Optional. Defining it automatically enables ranged-queries. This integer defines the number of rows per query retrieved during indexing. It increases the number of queries during indexing, but reduces the amount of data transfer on each query.

In case you want to override Sphinx settings only to this particular index, you can also define the following class attributes:

source_params

A dictionary of Sphinx options to override Sphinx settings of source for this particular index.

See how to use in Defining and overriding settings.

index_params

A dictionary of Sphinx options to override Sphinx settings of index for this particular index.

See how to use in Defining and overriding settings.

Field

Django-SphinxQL uses fields to identify which attributes from a Django model are indexed:

class fields.Field

A field to be added to an Index. A field is always mapped to a Django queryset, set on its initialization:

my_indexed_text = FieldType('text')  # Index.Meta.model contains `text =
...`

You can use both Django’s F expressions or lookup expressions to index related fields or concatenate two fields. For instance, TextField(‘article__text’).

Fields are then mapped to a search field or an attribute of Sphinx:

  • search fields are indexed for text search, and thus are used for textual searches with search().
  • attributes are used to filter and order the search results (see search_filter() and search_order_by()). They cannot be used in textual search.
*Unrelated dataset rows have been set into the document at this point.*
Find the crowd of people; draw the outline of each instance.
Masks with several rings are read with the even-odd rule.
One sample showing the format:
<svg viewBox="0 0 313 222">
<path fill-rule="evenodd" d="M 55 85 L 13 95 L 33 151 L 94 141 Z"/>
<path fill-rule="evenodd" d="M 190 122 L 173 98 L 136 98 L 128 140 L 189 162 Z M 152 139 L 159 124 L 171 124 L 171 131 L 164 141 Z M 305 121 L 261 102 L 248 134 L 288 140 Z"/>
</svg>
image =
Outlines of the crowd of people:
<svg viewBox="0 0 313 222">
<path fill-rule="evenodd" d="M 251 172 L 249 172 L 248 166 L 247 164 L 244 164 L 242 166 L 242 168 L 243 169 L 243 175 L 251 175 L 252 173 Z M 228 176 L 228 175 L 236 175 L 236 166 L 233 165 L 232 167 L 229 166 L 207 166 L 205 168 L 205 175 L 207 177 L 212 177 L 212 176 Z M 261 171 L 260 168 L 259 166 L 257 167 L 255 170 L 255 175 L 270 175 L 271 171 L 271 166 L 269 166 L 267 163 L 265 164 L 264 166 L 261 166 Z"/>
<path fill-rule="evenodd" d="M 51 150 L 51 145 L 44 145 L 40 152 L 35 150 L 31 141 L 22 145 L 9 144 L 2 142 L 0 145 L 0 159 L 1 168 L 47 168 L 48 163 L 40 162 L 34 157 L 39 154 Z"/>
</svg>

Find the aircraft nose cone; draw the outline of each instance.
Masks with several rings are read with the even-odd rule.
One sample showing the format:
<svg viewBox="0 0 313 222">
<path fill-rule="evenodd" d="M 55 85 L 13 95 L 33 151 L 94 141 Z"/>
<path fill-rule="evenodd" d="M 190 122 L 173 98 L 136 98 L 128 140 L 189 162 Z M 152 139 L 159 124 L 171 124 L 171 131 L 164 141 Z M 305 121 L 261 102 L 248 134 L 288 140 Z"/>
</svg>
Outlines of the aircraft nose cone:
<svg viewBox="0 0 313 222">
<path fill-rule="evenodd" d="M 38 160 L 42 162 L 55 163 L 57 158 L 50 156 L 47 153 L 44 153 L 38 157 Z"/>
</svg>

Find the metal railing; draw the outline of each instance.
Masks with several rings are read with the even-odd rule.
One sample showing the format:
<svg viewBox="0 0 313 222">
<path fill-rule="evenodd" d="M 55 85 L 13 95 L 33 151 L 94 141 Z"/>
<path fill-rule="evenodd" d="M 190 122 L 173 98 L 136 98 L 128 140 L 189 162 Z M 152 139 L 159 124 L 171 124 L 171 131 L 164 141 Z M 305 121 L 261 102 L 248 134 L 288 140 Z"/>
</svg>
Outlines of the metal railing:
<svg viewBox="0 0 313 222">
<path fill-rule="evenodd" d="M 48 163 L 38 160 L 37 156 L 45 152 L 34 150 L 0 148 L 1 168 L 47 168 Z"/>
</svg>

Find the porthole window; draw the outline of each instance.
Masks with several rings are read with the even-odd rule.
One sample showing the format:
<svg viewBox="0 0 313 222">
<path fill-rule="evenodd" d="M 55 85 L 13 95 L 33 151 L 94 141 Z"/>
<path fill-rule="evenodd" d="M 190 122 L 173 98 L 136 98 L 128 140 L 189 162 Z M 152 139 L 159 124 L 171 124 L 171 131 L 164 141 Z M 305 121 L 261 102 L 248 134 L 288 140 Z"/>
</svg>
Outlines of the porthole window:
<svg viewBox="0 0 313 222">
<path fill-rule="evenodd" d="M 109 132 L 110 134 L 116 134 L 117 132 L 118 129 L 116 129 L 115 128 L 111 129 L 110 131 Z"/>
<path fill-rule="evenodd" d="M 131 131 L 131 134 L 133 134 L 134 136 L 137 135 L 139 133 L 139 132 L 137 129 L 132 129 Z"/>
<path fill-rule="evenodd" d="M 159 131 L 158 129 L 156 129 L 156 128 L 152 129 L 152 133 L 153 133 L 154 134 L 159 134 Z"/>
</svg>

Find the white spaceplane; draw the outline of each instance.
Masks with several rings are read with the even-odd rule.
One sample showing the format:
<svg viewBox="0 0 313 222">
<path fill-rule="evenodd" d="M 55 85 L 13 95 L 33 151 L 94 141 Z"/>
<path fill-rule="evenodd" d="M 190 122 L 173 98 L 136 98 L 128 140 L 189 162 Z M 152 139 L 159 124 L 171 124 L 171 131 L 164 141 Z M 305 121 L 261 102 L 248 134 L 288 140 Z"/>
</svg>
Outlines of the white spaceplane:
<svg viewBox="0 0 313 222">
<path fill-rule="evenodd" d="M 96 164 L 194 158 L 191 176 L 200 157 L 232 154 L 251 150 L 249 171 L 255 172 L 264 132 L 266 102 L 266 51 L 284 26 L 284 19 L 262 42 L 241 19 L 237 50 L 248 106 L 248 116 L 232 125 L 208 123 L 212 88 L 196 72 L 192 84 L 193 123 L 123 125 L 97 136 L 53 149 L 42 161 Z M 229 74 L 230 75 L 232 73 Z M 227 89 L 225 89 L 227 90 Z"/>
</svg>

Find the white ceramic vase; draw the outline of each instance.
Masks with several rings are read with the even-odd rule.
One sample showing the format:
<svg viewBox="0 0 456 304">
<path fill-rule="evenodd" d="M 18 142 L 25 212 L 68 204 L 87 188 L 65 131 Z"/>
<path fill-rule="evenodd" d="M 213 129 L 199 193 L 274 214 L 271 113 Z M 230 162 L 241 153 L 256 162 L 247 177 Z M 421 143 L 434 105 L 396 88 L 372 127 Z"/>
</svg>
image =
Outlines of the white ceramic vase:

The following fields are implemented in Django-SphinxQL:

  • Text: a search field (Sphinx equivalent of no field declaration).
  • IndexedString: attribute and search field (sql_field_string).
  • String: (non-indexed) attribute for strings (sql_attr_string).
  • Date: attribute for dates (sql_attr_timestamp).
  • DateTime: attribute for datetimes (sql_attr_timestamp).
  • Float: attribute for floats (sql_attr_float).
  • Bool: attribute for booleans (sql_attr_bool).
  • Integer: attribute for integers (sql_attr_bigint).

To simply index a Django field, use Text. If you need an attribute to filter or order your search results, use any of the attributes. Typically IndexedString is only needed if you want to use Sphinx without hitting Django’s database (e.g. you redundantly store the data on Sphinx, query Sphinx and use the results of it.

Note that Sphinx sql_attr_timestamp is stored as a unix timestamp, so Django-SphinxQL only supports dates/times since 1970.